2) When the Treasury sells its bonds to banks, three things may happen.

a) If there are banks at which the Treasury can maintain deposit accounts with or without restrictions, or there are no such banks and only those banks at which the Treasury cannot maintain deposits accounts purchase the Treasury bonds, then these banks buy the Treasury bonds by borrowing from the Central Bank against which the Central Bank increases the balance of the TSA. After the Treasury spends the balance, an equal amount of base and broad money get created.

 b) If there are banks at which the Treasury can maintain deposit accounts without restrictions and only those banks at which the Treasury can maintain deposit accounts without restrictions purchase the Treasury bonds, then new broad money gets created as usual. But since the Treasury has to spend only from the TSA, the result is the same as above.

c) If there are banks at which the Treasury can maintain deposit accounts with restrictions, then a combination of the above two happens.
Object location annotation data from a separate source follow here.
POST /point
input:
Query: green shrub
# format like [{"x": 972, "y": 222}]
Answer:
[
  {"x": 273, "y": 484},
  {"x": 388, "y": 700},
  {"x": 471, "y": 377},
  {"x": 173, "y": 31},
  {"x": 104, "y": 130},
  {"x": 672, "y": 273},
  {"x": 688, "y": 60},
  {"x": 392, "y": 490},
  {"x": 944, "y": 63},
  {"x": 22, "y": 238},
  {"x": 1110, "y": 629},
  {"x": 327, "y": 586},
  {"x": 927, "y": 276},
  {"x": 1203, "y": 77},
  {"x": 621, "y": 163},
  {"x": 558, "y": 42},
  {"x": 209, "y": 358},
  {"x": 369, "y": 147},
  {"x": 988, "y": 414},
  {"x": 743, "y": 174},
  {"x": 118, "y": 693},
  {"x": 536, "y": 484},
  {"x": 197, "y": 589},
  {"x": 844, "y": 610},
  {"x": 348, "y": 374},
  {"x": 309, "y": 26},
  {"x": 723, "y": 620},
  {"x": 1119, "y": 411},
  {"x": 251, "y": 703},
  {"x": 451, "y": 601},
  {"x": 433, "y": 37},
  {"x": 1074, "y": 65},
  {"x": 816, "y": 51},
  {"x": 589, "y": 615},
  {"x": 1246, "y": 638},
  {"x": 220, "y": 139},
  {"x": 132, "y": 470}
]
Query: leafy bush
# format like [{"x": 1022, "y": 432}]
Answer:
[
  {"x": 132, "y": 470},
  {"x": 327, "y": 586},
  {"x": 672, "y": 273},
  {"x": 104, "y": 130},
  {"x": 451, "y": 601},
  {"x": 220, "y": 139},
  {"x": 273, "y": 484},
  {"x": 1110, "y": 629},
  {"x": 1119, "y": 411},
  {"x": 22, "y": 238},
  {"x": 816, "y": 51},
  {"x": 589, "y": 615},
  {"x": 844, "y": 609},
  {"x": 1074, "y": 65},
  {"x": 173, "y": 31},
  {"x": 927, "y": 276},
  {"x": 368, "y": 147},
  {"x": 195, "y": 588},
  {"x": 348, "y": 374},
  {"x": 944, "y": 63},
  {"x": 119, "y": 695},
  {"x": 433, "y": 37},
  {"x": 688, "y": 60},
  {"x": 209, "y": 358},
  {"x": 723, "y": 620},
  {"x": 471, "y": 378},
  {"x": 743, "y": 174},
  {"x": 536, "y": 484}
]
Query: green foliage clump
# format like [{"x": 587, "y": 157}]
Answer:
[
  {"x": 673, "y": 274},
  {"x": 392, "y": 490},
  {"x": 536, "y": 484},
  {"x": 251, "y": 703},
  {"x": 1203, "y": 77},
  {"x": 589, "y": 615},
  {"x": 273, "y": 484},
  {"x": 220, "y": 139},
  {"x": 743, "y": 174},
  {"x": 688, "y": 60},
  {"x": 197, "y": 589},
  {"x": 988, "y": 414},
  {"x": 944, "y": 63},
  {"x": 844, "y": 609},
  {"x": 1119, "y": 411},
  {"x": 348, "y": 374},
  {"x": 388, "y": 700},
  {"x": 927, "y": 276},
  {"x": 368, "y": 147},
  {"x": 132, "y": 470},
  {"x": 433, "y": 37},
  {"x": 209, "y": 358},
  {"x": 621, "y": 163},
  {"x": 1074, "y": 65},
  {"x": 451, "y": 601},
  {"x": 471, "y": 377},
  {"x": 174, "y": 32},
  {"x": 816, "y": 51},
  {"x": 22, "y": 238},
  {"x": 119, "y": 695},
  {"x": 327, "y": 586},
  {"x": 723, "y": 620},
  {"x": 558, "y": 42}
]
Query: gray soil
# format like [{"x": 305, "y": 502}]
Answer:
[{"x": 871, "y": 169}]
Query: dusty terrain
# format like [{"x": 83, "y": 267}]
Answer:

These observations mean that whether the Treasury sells some amount of the bonds to banks or the same amount directly to the Central Bank (or the Central Bank loans the same amount to the Treasury), the changes in the base and broad money are the same after the Treasury spends the amount, keeping everything else constant. The latter is, of course, cheaper for the Treasury because the Central Bank has to pay a large percentage of its profits to the Treasury in every country, whereas the banks, generally, do not.